Thursday, May 13, 2004


   ...
Hm-hm. I'm not in a good mood right now. That kinda thing happens during my "Time of the Month," ya know? And it doesn't help that Skies of Arcadia had to go back today. I almost stole my ship back, dammit! An' then I coulda kicked some serious Gigas ass. An' Prince-sama found a girlfriend! I don't know if I'm happy or sad about that... Waaaaaah! Enrique-sama! Oh, how I miss thee! And my crew! My loyal, kick-ass crew... The fact that there are so many crappy sites about that game sucks! I don't want reviews! An' I DEFINATLY don't want cheats!
....... God, my period does weird things to me... I feel like there's a ball of anger and frustration bouncing around in my chest... An' I dun wanna hear any "Express your emotions; don't bottle them up!" crap, 'cuz I lost the ability to fully express myself last year at least.
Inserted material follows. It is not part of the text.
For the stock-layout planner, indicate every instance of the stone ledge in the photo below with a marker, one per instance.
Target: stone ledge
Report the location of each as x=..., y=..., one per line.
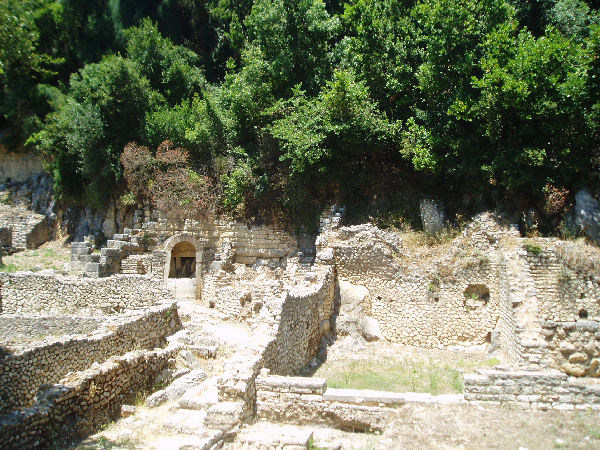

Probably 'cause I kept getting shot down... Feh! But who cares, right? It doesn't matter anyhow! Hmph! I jus' gotta get over myself... *Sigh* But it does feel good to angst a little ev'ry once in a while. I couldn't've said all that out loud. An' ev'n if I COULD, Mom would tell me to get over myself, Dad would tell me to stop overreacting, an' Jacob would ignore me (The lil' bastard).
*Sigh* I guess that's it. Later.

Quote of the moment: "In the end, friendship is nothing but weak hearts clinging together for solace. True strength of the heart is the ability to belive in yourself... Needing NO ONE!"--Shadi, Yu-Gi-Oh manga, volume 3. (When he was the bad guy; not the one confusing everybody.)